Polybe ne nomme que quatre passages de ces montagnes : l'un, par la Ligurie, près de la mer Tyrrhénienne ; un autre, qui est celui par lequel Annibal passa, et qui traverse le pays des Taurini ; un troisième, qui passe par le pays des Salassi ; et un quatrième, par celui des Rhæti. Tous quatre sont, dit-il, pleins de précipices[1]...

Que voyons-nous dans tout cela qui pût éclairer Tite-Live concernant les lieux décrits par Polybe dans son récit de la marche d'Annibal ? Bien peu de choses. Les noms des peuples qui habitaient le long du Rhône ou dans les Alpes ne lui servaient a rien pour cela, puisque Polybe, de son côté, avait jugé inutile de les mentionner, sauf le nom des Allobroges. Tite-Live y apprenait donc seulement que le territoire de ces Allobroges commençait à la rive droite de l'Isère ; que de là il remontait le long du Rhône jusqu'à cette Île de la forme d'un delta, constituée par ce fleuve, avec l’Arar (la Saône) et une chaîne de montagnes très-élevées ; que Vienne, capitale des Allobroges, était située sur le Rhône à une certaine distance au-dessus de l'embouchure de l'Isère, et Lyon un peu plus haut que Vienne, au confluent même de la Saône et du Rhône. Mais où se trouvait cette entrée des Alpes dont parle Polybe, cette entrée dans laquelle Annibal, après avoir poursuivi sa marche le long du fleuve pendant dix jours, s'engagea pour traverser les monts et aller déboucher en Italie chez les Taurini ? Quelle était cette autre grande ville des Allobroges dont il s'empara le soir même du jour où il força cette entrée des montagnes, et dans laquelle il trouva tant de ressources diverses pour son armée ? Où était ce vallon fermé de toutes parts au fond duquel l'armée carthaginoise, attaquée à l'improviste par le peuple rusé du pays et jetée dans le plus grand désordre, ne dut son salut qu'à la sage prévoyance, à l'intrépidité, au coup d'œil sûr et à la présence d'esprit de son général ? Où était ce col des Alpes d'où l'on peut apercevoir dans le lointain les plaines que le Pô arrose de ses eaux ? On voit donc que la Géographie de Strabon ne présentait rien qui pût répondre à ces questions fondamentales et encore à d'autres du même ordre, qui devaient préoccuper Tite-Live : lesquelles toutes, comme autant de jalons topographiques, nous ont guidé de proche en proche sur l'itinéraire d'Annibal, aussi sûrement que si Polybe lui-même nous y eût menés par la main.

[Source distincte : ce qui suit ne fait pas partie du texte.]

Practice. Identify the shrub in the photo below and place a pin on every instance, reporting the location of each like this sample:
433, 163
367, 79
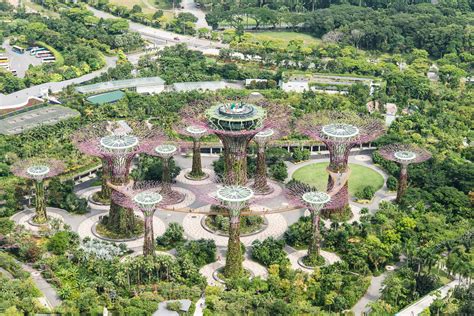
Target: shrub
299, 233
367, 193
201, 252
279, 171
174, 306
392, 183
301, 154
6, 226
172, 236
269, 252
60, 242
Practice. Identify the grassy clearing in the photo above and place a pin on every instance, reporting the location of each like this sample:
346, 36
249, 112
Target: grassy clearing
316, 175
285, 37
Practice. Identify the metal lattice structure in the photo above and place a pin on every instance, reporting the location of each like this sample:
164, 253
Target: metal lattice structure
117, 143
235, 199
38, 169
196, 133
404, 154
166, 152
145, 197
306, 196
235, 123
340, 132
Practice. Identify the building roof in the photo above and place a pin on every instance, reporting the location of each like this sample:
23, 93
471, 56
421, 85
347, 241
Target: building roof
107, 97
121, 84
199, 85
24, 121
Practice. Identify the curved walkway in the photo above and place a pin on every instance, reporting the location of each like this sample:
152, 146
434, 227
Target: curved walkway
192, 227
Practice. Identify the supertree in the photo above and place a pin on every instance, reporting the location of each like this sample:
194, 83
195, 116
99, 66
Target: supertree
340, 132
38, 169
306, 196
404, 154
235, 123
117, 143
165, 152
144, 197
196, 133
235, 199
262, 139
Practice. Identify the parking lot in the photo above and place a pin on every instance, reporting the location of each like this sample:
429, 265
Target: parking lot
19, 62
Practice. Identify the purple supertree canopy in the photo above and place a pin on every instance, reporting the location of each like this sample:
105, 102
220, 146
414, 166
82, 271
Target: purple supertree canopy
276, 117
143, 138
37, 168
404, 153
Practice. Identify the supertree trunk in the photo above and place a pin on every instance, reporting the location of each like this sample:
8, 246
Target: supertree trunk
105, 191
402, 182
261, 172
41, 216
149, 240
121, 220
166, 176
342, 195
233, 264
235, 159
314, 244
196, 170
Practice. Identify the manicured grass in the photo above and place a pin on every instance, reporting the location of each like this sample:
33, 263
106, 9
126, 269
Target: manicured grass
285, 37
316, 175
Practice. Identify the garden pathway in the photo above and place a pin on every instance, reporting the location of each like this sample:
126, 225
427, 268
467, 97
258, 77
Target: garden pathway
51, 296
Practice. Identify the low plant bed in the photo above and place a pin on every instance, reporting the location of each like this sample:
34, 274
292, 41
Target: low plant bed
315, 262
105, 233
249, 225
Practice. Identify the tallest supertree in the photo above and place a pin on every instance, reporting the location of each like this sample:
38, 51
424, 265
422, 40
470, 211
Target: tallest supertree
340, 132
235, 123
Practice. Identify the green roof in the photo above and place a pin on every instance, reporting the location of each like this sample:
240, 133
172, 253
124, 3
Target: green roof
120, 84
108, 97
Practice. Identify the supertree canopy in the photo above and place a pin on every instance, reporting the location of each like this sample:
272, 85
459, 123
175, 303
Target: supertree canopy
196, 133
38, 170
404, 154
340, 132
306, 196
117, 143
235, 123
144, 197
165, 152
235, 199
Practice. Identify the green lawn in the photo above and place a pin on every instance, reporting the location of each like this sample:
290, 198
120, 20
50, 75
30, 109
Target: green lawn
285, 37
316, 175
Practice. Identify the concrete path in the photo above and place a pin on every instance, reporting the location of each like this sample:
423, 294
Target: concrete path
373, 293
419, 306
51, 296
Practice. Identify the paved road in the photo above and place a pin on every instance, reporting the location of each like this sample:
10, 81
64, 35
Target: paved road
373, 293
190, 7
162, 38
20, 98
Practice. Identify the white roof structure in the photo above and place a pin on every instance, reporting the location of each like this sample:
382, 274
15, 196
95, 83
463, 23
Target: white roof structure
199, 85
121, 84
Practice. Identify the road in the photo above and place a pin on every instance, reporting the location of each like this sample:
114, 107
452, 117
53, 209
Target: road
20, 98
189, 6
419, 306
161, 37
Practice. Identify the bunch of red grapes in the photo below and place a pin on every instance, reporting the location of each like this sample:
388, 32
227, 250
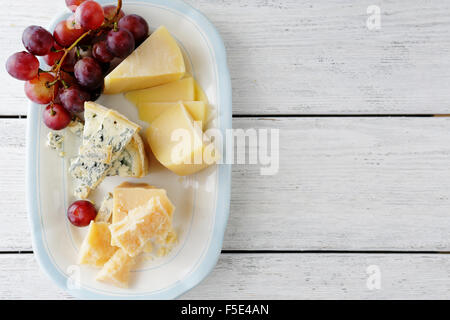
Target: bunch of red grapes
81, 51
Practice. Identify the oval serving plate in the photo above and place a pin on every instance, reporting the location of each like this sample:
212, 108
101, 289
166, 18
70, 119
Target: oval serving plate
202, 200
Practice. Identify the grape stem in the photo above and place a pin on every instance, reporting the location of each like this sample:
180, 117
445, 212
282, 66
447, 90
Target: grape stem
119, 7
57, 68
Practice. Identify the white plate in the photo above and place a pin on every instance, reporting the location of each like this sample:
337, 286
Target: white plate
201, 200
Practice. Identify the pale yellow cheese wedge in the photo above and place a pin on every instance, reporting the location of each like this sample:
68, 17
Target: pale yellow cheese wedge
156, 61
96, 248
149, 111
117, 270
172, 92
150, 221
177, 144
199, 93
128, 196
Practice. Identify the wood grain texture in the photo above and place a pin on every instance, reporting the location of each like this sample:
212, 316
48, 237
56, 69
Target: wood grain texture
343, 184
276, 276
299, 57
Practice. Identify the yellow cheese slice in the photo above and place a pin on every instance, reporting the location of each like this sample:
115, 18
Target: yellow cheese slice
149, 111
172, 92
96, 248
178, 144
150, 221
128, 196
156, 61
199, 93
117, 270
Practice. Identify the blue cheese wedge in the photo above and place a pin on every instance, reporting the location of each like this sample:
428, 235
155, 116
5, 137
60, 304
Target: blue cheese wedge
76, 126
103, 146
89, 167
133, 160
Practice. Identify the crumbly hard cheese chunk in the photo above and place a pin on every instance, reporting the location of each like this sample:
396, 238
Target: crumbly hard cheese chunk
128, 196
89, 168
156, 61
150, 221
105, 212
117, 270
96, 249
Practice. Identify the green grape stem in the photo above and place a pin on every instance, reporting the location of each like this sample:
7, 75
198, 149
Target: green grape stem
58, 67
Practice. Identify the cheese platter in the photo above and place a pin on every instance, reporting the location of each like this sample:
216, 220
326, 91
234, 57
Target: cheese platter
113, 214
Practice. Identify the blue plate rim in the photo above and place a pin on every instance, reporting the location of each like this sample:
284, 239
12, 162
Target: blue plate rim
224, 175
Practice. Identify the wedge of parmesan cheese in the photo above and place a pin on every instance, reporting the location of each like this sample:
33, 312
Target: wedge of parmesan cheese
156, 61
150, 221
117, 270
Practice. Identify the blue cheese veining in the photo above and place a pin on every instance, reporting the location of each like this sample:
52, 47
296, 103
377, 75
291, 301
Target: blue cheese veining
100, 150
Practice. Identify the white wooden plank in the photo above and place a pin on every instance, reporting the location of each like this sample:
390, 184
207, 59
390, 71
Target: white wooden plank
276, 276
298, 57
343, 184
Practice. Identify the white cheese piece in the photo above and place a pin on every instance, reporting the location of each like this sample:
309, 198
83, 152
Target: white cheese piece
105, 212
55, 141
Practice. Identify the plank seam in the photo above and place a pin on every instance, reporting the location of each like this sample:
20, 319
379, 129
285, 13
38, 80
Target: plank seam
355, 252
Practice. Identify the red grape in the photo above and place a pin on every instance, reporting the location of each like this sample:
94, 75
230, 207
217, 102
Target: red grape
70, 60
37, 40
136, 25
101, 53
120, 43
88, 73
66, 33
73, 4
110, 11
89, 15
22, 65
81, 213
73, 98
56, 117
38, 89
54, 55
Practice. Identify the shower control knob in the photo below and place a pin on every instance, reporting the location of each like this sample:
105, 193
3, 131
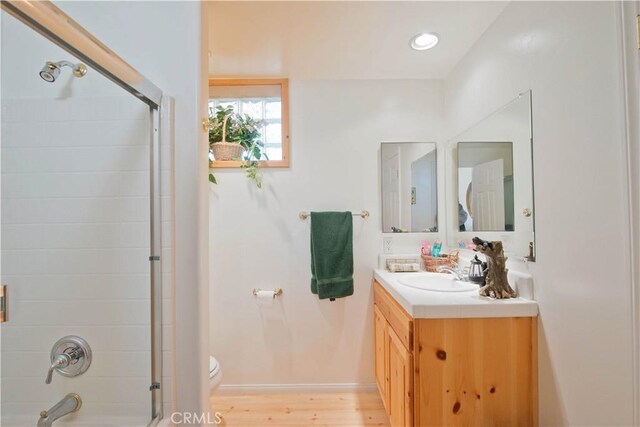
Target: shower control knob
70, 357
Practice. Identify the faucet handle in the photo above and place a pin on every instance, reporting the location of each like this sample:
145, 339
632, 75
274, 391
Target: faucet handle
61, 361
70, 356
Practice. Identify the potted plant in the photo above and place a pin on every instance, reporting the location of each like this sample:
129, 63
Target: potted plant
236, 137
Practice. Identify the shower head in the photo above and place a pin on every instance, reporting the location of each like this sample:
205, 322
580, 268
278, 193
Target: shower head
51, 70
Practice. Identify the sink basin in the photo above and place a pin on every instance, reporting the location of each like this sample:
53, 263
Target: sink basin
436, 282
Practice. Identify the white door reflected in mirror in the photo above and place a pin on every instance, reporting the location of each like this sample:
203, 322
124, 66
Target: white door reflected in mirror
409, 187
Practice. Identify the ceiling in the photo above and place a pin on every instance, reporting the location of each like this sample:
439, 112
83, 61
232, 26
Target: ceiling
342, 39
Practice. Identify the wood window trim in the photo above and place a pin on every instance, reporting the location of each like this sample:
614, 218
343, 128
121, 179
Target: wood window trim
284, 85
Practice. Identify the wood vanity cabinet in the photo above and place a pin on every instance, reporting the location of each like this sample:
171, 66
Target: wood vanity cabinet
455, 372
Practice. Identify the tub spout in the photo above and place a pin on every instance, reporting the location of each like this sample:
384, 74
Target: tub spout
70, 403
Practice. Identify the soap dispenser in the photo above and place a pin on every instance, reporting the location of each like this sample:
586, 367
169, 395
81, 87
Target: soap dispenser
476, 275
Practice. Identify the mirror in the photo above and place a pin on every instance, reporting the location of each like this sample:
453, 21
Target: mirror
492, 175
485, 186
409, 187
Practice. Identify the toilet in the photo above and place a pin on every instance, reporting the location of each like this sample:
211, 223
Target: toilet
215, 374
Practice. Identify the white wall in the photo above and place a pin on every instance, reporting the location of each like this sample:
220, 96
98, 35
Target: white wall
257, 239
567, 53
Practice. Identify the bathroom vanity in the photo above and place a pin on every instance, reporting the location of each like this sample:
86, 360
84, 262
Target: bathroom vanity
453, 358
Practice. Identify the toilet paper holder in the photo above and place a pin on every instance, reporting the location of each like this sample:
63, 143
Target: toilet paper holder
276, 292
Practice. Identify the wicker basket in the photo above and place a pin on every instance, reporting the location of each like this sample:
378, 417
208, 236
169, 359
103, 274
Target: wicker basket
432, 263
227, 150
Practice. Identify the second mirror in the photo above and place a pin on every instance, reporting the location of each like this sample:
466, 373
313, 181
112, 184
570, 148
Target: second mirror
409, 187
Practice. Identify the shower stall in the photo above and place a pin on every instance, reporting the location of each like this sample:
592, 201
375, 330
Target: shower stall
82, 262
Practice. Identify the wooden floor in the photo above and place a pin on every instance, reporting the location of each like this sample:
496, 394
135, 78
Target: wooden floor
346, 409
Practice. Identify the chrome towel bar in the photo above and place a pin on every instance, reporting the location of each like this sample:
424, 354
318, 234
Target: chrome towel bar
306, 214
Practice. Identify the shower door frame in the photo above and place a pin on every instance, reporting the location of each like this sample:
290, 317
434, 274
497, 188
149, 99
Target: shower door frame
55, 25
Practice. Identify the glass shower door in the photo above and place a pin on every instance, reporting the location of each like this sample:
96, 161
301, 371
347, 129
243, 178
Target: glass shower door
75, 239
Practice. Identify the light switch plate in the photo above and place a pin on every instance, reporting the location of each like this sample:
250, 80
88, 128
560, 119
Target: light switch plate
387, 245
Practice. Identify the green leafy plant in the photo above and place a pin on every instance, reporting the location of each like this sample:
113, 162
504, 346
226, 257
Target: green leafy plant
227, 126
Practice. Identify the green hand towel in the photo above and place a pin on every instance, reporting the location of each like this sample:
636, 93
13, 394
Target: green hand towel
332, 254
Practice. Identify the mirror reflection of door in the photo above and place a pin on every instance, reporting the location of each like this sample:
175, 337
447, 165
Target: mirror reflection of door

Quant à ce que dit Strabon touchant les divers passages des Alpes, faisons une distinction qui est d'un intérêt capital : à savoir, qu'on doit bien se garder de confondre ici, sous ce nom de passage, le point où un chemin des Alpes débouche en Italie, avec le col où ce chemin a franchi le faîte de ces montagnes. Il est clair que deux chemins des Alpes, provenant de deux cols du faîte plus ou moins éloignés l'un de l'autre, peuvent venir converger à un seul et même débouché. Aussi Strabon, en désignant ici le passage qui traverse le pays des Salassi (val d'Aoste), a-t-il eu soin d'ajouter que ce passage correspond à deux chemins, qui y convergent à partir de deux régions bien éloignées, l'un de Lyon, l'autre du pays des Véragres (Bas-Valais) ; l'un qui y arrive par le pays des Centrons (par le col du Petit Saint-Bernard), et l'autre par le mont Pennin (par le col du Grand Saint-Bernard). Strabon ne dit rien de pareil au sujet des trois autres passages des Alpes qu'il désigne avec celui-là : ce qui implique de sa part la pensée qu'il n'y avait à chacun de ces trois derniers passages qu'un seul chemin. C'est donc ainsi que Tite-Live a dû l'entendre, et qu'il l'a entendu, comme nous allons le voir.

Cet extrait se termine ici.